V./ Prions pour notre Pape Benoît.
R./ Que le Seigneur le protège, qu’il le garde en vie, qu’il le rende heureux sur la terre et ne l’abandonne pas à la merci de ses ennemis.

Oraisons :

O Dieu qui êtes le Pasteur et le Guide de tous les fidèles, regardez avec bienveillance Votre serviteur Benoît que Vous avez voulu placer comme pasteur à la tête de Votre Eglise : accordez-lui de pouvoir, par la parole et par l’exemple, assurer les progrès des siens, afin qu’il parvienne à la vie éternelle avec le troupeau qui lui a été confié.

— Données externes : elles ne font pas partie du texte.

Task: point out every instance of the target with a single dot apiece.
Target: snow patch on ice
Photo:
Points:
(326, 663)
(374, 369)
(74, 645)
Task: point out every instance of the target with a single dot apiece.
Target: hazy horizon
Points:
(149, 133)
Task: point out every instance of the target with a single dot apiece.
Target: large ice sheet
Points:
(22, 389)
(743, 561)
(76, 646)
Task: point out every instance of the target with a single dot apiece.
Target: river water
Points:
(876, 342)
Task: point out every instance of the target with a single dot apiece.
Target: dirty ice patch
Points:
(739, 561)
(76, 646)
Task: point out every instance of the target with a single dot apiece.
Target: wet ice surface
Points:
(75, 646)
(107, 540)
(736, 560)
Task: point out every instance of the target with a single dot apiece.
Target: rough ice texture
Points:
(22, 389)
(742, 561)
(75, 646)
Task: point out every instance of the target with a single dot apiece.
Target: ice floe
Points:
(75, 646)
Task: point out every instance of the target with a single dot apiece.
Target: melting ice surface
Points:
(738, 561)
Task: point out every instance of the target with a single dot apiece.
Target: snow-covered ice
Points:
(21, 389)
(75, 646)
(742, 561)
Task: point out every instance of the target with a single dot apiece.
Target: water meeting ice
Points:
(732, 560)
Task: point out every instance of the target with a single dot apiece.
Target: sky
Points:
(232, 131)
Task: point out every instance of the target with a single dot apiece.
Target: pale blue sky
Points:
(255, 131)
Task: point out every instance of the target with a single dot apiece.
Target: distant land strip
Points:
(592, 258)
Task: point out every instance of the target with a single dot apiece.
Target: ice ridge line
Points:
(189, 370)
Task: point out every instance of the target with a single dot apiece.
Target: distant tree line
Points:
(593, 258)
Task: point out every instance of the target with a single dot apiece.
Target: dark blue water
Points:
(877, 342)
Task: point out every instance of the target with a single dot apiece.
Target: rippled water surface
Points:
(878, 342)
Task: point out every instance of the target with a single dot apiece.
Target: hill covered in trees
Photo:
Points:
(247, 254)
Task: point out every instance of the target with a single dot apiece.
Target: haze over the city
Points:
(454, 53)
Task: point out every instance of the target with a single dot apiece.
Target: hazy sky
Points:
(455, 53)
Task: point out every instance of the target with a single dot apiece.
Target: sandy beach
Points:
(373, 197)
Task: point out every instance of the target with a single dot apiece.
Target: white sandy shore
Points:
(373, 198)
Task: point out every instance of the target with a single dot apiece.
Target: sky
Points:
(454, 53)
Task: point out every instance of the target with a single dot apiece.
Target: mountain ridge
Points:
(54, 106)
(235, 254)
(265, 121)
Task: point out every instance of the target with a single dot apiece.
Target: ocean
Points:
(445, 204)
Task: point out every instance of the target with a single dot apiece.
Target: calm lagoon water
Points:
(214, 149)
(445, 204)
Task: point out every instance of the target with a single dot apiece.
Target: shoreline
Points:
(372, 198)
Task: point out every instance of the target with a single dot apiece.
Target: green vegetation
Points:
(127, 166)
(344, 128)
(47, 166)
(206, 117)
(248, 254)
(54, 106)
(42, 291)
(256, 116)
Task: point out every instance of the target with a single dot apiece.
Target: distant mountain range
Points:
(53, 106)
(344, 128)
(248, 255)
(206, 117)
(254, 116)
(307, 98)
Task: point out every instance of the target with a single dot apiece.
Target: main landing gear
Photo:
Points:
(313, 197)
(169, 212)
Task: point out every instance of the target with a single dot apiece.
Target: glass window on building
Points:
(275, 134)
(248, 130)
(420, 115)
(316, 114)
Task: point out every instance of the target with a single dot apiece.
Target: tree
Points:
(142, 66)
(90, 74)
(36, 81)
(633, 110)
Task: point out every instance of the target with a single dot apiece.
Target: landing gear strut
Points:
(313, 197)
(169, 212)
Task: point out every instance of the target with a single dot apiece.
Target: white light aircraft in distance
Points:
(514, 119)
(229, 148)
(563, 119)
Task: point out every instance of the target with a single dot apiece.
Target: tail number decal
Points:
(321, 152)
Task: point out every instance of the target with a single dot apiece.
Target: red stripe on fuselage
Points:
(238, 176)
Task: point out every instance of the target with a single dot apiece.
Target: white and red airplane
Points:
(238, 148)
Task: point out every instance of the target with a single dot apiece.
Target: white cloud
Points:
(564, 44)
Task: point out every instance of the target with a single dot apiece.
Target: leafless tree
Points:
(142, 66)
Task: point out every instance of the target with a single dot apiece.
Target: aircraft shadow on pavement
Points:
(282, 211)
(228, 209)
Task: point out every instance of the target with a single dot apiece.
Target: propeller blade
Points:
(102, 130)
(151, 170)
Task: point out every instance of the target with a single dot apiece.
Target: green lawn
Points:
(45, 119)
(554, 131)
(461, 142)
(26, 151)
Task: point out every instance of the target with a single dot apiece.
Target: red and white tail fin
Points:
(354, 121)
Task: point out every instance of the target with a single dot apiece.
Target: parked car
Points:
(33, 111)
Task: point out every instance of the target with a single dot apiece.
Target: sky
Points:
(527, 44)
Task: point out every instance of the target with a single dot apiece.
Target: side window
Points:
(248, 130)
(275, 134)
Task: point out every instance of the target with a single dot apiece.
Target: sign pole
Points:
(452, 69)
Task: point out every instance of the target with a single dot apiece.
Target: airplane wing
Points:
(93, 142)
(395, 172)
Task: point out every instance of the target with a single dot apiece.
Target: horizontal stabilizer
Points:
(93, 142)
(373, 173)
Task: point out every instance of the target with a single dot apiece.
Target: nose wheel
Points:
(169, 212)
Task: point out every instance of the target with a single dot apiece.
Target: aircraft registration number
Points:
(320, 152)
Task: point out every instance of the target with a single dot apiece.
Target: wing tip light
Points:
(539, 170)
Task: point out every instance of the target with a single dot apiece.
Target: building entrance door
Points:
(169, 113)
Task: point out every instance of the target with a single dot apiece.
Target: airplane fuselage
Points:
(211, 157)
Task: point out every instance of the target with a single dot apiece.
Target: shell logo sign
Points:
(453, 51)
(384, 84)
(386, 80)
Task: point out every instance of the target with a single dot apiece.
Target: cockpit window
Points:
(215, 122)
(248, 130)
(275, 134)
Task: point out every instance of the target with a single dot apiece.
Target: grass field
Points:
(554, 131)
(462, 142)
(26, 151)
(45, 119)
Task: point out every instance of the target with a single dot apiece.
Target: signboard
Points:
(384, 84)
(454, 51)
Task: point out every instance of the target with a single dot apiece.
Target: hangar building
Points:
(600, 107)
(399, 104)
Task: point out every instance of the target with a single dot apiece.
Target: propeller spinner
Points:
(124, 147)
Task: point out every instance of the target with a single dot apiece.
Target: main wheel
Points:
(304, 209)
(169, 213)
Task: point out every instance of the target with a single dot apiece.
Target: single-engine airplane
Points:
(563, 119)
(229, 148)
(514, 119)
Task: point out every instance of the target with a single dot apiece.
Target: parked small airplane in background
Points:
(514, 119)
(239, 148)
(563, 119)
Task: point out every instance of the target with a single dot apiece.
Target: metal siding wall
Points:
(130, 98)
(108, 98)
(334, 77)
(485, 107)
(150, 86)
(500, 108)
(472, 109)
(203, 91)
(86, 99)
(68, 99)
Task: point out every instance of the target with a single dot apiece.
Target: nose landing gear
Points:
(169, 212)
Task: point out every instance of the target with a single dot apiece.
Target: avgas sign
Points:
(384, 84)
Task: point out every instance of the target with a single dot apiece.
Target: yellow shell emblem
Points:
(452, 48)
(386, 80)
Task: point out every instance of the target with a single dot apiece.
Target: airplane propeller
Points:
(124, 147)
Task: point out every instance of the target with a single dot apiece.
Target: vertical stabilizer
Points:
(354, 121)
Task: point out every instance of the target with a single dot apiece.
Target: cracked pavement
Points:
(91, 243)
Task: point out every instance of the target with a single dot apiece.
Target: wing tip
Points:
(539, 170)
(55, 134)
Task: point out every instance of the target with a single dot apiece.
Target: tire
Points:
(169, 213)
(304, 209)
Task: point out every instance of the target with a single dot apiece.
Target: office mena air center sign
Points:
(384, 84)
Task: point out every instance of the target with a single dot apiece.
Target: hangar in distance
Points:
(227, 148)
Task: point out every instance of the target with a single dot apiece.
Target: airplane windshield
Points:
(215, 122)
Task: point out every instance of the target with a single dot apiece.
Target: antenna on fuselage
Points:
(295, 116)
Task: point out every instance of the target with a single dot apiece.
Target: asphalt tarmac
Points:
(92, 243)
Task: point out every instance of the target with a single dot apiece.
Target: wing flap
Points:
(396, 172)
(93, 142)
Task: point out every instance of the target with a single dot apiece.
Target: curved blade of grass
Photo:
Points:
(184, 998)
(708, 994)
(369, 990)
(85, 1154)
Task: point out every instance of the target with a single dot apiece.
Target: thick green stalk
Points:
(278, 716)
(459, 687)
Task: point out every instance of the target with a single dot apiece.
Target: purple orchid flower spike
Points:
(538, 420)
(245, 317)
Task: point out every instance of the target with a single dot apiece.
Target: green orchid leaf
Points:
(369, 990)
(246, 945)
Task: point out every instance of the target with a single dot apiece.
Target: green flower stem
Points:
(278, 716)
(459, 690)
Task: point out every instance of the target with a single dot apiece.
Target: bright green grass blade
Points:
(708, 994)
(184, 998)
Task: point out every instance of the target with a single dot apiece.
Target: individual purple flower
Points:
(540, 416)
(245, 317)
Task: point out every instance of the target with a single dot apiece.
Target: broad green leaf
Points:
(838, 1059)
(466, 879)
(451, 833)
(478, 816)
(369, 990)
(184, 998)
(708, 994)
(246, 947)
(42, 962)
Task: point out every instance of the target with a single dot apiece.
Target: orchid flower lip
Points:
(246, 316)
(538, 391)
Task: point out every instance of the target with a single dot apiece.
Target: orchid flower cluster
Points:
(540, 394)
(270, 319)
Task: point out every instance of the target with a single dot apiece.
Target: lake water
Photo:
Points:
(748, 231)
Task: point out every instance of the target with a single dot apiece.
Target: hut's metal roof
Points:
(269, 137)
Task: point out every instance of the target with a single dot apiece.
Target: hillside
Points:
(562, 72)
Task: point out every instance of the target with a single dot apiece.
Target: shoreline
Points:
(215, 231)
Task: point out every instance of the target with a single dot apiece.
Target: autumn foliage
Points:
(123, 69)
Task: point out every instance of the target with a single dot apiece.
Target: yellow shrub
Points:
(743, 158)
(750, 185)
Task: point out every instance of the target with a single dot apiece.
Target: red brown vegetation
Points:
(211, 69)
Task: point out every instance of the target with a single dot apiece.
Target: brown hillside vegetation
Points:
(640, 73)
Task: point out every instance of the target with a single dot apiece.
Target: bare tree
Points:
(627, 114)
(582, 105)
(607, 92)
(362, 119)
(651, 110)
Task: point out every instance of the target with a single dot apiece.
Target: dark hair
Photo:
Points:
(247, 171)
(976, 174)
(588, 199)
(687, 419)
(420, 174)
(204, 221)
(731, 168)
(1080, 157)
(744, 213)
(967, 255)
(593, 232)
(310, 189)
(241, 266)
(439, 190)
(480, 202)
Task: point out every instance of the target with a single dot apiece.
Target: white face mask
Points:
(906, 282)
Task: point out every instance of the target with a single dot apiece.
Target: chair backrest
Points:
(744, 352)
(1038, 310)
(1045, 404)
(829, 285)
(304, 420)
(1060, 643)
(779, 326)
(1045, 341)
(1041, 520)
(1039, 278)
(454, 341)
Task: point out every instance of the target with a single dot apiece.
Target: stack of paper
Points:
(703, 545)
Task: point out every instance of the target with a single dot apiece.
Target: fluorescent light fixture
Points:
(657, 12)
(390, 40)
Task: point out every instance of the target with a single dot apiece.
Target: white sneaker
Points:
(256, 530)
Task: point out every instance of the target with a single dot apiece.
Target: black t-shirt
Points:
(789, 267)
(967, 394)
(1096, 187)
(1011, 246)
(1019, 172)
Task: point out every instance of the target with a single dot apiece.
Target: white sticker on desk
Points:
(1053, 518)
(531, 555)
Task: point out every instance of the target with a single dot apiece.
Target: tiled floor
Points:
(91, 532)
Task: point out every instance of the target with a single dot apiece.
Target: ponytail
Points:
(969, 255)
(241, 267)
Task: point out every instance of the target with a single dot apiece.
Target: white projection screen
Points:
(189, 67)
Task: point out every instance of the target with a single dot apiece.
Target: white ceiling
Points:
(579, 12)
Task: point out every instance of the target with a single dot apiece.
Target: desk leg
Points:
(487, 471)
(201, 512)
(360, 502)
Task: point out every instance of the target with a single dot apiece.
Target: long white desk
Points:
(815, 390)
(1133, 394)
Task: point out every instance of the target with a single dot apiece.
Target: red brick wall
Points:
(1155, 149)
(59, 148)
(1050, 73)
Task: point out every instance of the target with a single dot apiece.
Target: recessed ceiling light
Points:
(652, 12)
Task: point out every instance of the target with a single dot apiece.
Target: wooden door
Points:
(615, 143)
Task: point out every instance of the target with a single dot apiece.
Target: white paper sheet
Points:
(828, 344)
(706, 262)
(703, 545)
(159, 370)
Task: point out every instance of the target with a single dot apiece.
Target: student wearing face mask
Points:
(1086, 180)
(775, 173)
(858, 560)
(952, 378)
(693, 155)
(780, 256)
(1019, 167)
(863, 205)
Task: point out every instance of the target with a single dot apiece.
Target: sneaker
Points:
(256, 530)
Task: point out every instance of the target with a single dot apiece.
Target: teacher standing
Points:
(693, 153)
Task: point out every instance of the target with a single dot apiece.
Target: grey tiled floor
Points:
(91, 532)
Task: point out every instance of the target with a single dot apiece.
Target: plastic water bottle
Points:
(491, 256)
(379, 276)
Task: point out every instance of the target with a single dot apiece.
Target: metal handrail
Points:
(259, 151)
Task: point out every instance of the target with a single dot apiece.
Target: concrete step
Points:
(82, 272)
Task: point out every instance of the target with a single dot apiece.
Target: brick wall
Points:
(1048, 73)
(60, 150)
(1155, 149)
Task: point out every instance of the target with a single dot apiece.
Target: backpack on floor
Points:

Nous Vous le demandons par Jésus-Christ Notre-Seigneur.

Ainsi soit-il! 

Dieu tout puissant et éternel, ayez pitié de Votre serviteur notre Pape Benoît, et, dans votre bonté, dirigez-le sur le chemin du salut éternel ; afin qu’avec Votre aide il désire ce qui Vous plaît et l’accomplisse de toutes ses forces. Nous Vous le demandons par Jésus-Christ Notre-Seigneur.

Ainsi soit-il!

Ô Marie, Mère de l’Eglise, priez pour lui!
Saint Joseph, priez pour lui!
Saint Pierre et Saint Paul, priez pour lui!
Saint Benoît, priez pour lui!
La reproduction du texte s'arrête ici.